Re: Backfilling pgs not making progress

Brian Felton <bjfelton@xxxxxxxxx> · Mon, 25 Jul 2016 23:04:02 -0500

Sam,

I cranked up the logging on the backfill target (osd 580 on node 07) and the acting primary for the pg (453 on node 08, for what it's worth).  The logs from the primary are very large, so pardon the tarballs.
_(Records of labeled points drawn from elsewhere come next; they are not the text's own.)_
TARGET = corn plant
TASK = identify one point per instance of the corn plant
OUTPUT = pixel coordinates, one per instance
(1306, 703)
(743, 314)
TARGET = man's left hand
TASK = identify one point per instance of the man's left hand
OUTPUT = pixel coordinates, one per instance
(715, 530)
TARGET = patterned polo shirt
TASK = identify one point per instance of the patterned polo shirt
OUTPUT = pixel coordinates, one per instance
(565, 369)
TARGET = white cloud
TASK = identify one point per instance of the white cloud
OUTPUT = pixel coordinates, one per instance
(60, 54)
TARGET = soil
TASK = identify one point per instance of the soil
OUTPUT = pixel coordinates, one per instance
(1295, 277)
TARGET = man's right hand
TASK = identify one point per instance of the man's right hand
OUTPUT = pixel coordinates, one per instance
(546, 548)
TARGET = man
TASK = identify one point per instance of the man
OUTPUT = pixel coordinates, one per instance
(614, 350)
PG Primary Logs: https://www.dropbox.com/s/ipjobn2i5ban9km/backfill-primary-log.tgz?dl=0B
PG Backfill Target Logs: https://www.dropbox.com/s/9qpiqsnahx0qc5k/backfill-target-log.tgz?dl=0

I'll be reviewing them with my team tomorrow morning to see if we can find anything.  Thanks for your assistance.

Brian

On Mon, Jul 25, 2016 at 3:33 PM, Samuel Just <sjust@xxxxxxxxxx> wrote:
The next thing I'd want is for you to reproduce with

debug osd = 20

debug filestore = 20

debug ms = 1

and post the file somewhere.

-Sam

On Mon, Jul 25, 2016 at 1:33 PM, Samuel Just <sjust@xxxxxxxxxx> wrote:

> If you don't have the orphaned file link, it's not the same bug.

> -Sam

>

> On Mon, Jul 25, 2016 at 12:55 PM, Brian Felton <bjfelton@xxxxxxxxx> wrote:

>> Sam,

>>

>> I'm reviewing that thread now, but I'm not seeing a lot of overlap with my

>> cluster's situation.  For one, I am unable to start either a repair or a

>> deep scrub on any of the affected pgs.  I've instructed all six of the pgs

>> to scrub, deep-scrub, and repair, and the cluster has been gleefully

>> ignoring these requests (it has been several hours since I first tried, and

>> the logs indicate none of the pgs ever scrubbed).  Second, none of the my

>> OSDs is crashing.  Third, none of my pgs or objects has ever been marked

>> inconsistent (or unfound, for that matter) -- I'm only seeing the standard

>> mix of degraded/misplaced objects that are common during a recovery.  What

>> I'm not seeing is any further progress on the number of misplaced objects --

>> the number has remained effectively unchanged for the past several days.

>>

>> To be sure, though, I tracked down the file that the backfill operation

>> seems to be hung on, and I can find it in both the backfill target osd (580)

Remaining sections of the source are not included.